Nello spazio della Galleria Norma Mangione i vetri il giorno dopo dell’inaugurazione immettono nella sala un colore ialino ma con le finestre chiuse l’attenuarsi dello scalpiccio dei passanti è poco diverso dalla pioggia del secondo giorno di maltempo. È piacevole che i neon siano inoperosi, tramutati in fregi piatti e lunghi.  

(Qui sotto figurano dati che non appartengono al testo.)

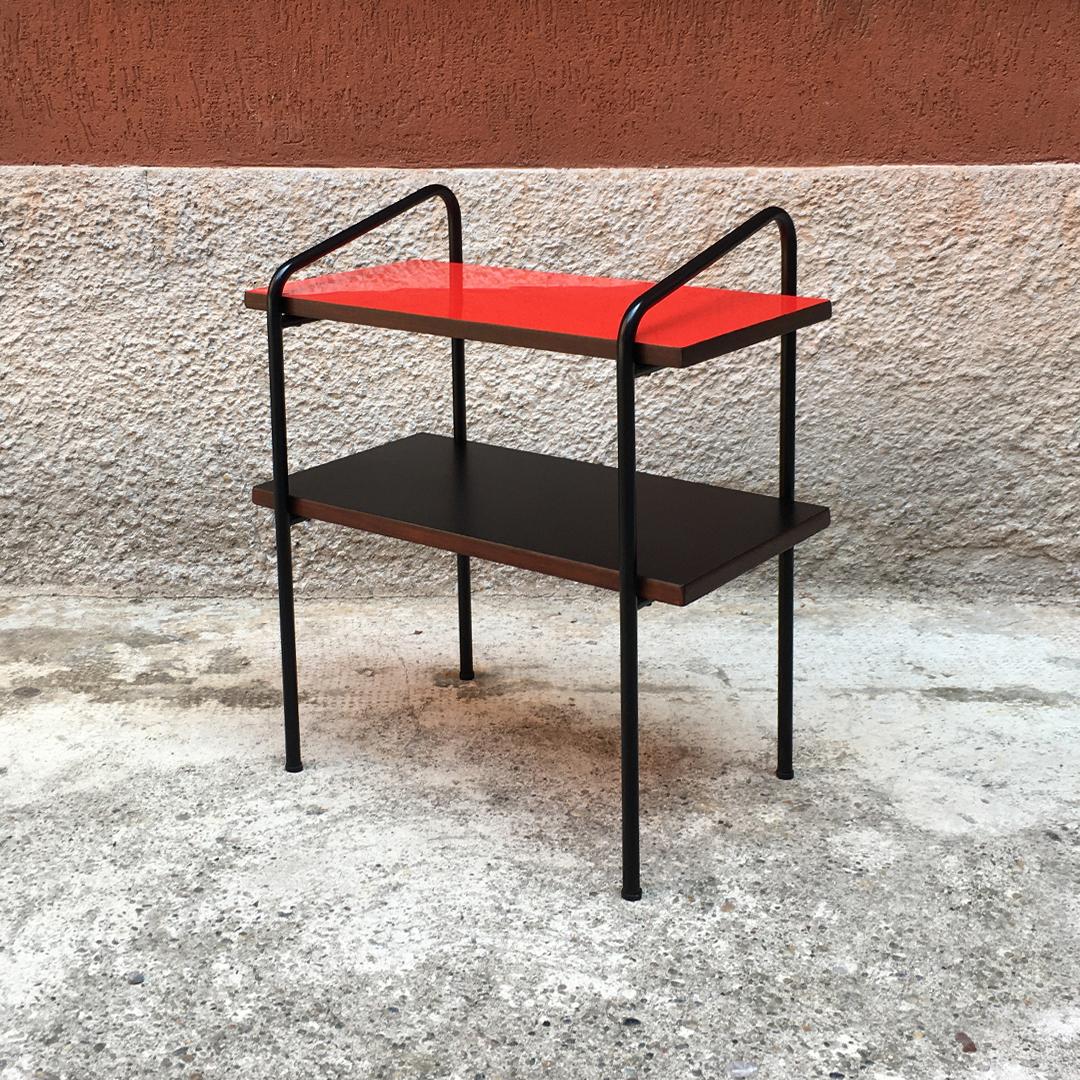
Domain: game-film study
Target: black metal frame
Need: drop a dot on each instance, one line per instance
(277, 320)
(628, 369)
(629, 601)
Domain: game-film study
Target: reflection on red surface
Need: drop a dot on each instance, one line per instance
(556, 302)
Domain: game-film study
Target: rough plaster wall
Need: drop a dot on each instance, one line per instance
(937, 410)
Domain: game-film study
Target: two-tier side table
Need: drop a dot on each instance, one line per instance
(650, 538)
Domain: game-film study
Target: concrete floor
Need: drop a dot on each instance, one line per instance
(436, 894)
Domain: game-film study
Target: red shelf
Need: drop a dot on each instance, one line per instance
(554, 311)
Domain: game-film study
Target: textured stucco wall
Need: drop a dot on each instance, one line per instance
(937, 410)
(545, 82)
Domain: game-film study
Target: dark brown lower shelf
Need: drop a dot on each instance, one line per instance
(550, 514)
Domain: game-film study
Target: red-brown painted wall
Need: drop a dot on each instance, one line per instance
(547, 82)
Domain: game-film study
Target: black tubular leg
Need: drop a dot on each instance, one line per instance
(283, 538)
(464, 575)
(628, 626)
(277, 320)
(785, 584)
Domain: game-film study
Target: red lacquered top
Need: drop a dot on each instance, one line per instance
(555, 311)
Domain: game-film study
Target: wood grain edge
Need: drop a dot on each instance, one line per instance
(710, 582)
(663, 592)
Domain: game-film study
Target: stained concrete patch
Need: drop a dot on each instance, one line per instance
(436, 893)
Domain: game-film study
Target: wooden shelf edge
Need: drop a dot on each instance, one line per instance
(603, 577)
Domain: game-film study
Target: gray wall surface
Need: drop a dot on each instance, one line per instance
(937, 410)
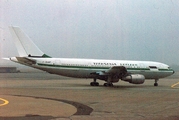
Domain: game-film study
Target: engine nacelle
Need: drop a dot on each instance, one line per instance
(134, 79)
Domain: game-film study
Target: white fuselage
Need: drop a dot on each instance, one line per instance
(82, 68)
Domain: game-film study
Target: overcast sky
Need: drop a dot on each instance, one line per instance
(102, 29)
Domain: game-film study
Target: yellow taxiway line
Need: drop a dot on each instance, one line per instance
(173, 86)
(5, 102)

La mostra personale di Francesco Barocco è dispiegata su due sale, cinque pezzi in totale esposti in una cornice cromatica impeccabile (apprezzo da sempre i piedistalli a cassa o in ferro, in modo probabilmente feticistico). Gesso sul quale l’artista ha dispiegato una conoscenza disegnativa invidiabile, teste, volti o parti compaiono caliginosi (scritte s’intravvedono). Ad interpretazione possiamo ritenere che il nostro abbia posto sul materiale una prova del futuro soggetto, a mo’ di bozzetto oppure che siano delle presenze ipostatizzate. La mano che le ha generare è stata addestrata a dovere ed ha ottime conoscenze storiche e dosi temporali sufficienti per meditare ogni singolo pelo della barba. Ma lo sviluppo del processo creativo del segusino è una spirale di leziosità che schiettamente non mi trova concorde. Di nulla si potrebbe accusare un esposizione simile; sul piano del visivo è un piacevole accostamento al disegno, alla scultura, alla preziosità della conoscenza tecnica ma nella caducità della visione che perde i contorni dei soggetti sul gesso, viene da domandarsi se questo procedimento creativo abbia infine un delta, uno sbocco verso un nuovo periodo florido.

Scorrendo lo storico dell’artista (ottimo sul sito della galleria e che una diversa critica di alcuni anni prima aveva glacialmente identificato come poverista) si dispiega un sette/otto anni di ricerche costanti sul tema e dagli esiti differenti comunque continuativa. Il punto attuale è una lezione esplicativa su ciò che è stato svolto senza cadute ma a mio parere giunta ad un necessario resoconto finale. Il rischio è di trovare nei risultati di Barocco un diversivo raffinato su un’ennesima variazione al soggetto.

In copertina: Francesco Barocco. Norma Mangione Gallery, Torino 2018.